Ish and his small "tribe," located in the California Bay Area, do their best to increase the population, while surviving mostly off the leavings of civilization. This ability to mine the past has consequences, however, as the tribe, despite Ish's attempts to encourage them to explore and innovate, does not have the intellectual drive or physical capacity to maintain anything like the pre-plague way of life, and conditions slowly become more primitive as the human-built environment deteriorates, while the survivors and their descendents become increasingly less able to maintain, or even understand, that environment.

Along with this speculation about likely human development under these conditions, Stewart does a wonderful job of evoking the likely environmental changes, both within the story and in a series of italicized asides sprinkled throughout. The deterioration of infrastructure, the likely ecological changes, the fate of domesticated animals--all are thought through convincingly. Especially memorable are the plagues of ants and rats; the end, successively, of electricity, automobiles and drivable roads, and running water; and the ravaging of the tribe by typhoid, emphasizing the end of medical technology.

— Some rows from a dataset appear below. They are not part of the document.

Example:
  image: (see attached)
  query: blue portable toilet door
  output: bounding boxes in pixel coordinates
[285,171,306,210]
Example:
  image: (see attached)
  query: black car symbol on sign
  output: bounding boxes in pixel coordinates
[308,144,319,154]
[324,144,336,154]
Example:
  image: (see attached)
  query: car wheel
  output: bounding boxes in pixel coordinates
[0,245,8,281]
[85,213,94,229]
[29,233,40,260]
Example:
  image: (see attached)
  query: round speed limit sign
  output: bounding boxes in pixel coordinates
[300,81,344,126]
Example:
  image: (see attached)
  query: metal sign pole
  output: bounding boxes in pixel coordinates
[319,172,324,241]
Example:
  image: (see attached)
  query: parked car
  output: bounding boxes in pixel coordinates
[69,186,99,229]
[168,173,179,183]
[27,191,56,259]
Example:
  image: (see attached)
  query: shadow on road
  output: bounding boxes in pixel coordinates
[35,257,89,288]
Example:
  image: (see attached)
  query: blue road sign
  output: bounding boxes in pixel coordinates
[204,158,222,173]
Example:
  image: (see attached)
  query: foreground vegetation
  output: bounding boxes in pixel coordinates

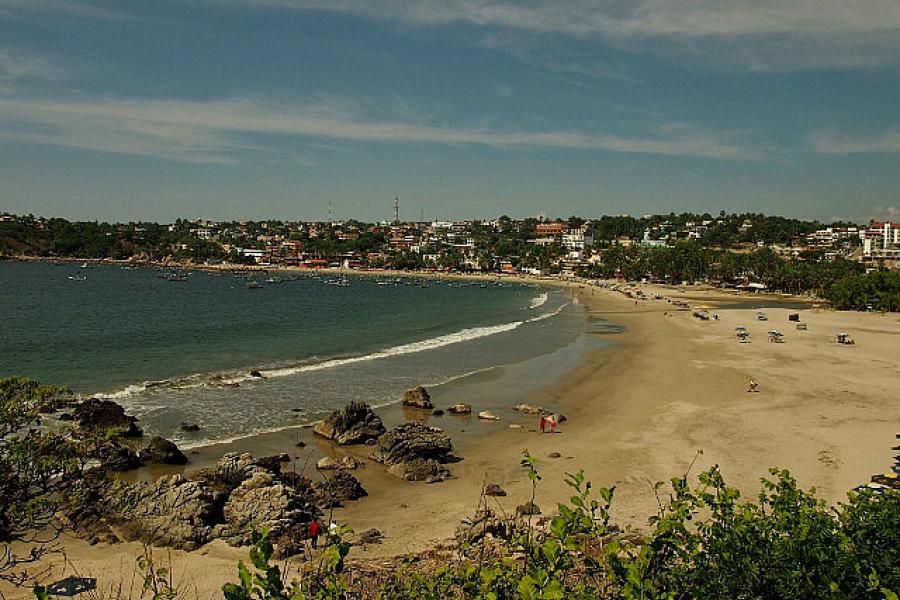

Ish lives long enough to start to see what the world will be like after all those who remember the pre-Disaster world are gone. I didn't want to believe that humanity would lose its grip on technology so quickly (Ish eventually even gives up on trying to teach the children to read and learn about the past), but in a world with so few people, where everyone is focused on survival and the population is increasingly made up of those who don't remember the world as it was, it does come across as plausible.

Despite what I saw as some clunkiness in the writing style, and some unfortunate sexism, the novel holds up very well over six decades on, and deserves its status as a speculative classic. Any deficiencies are made up for by the very high "food for thought" quotient. Highly recommended!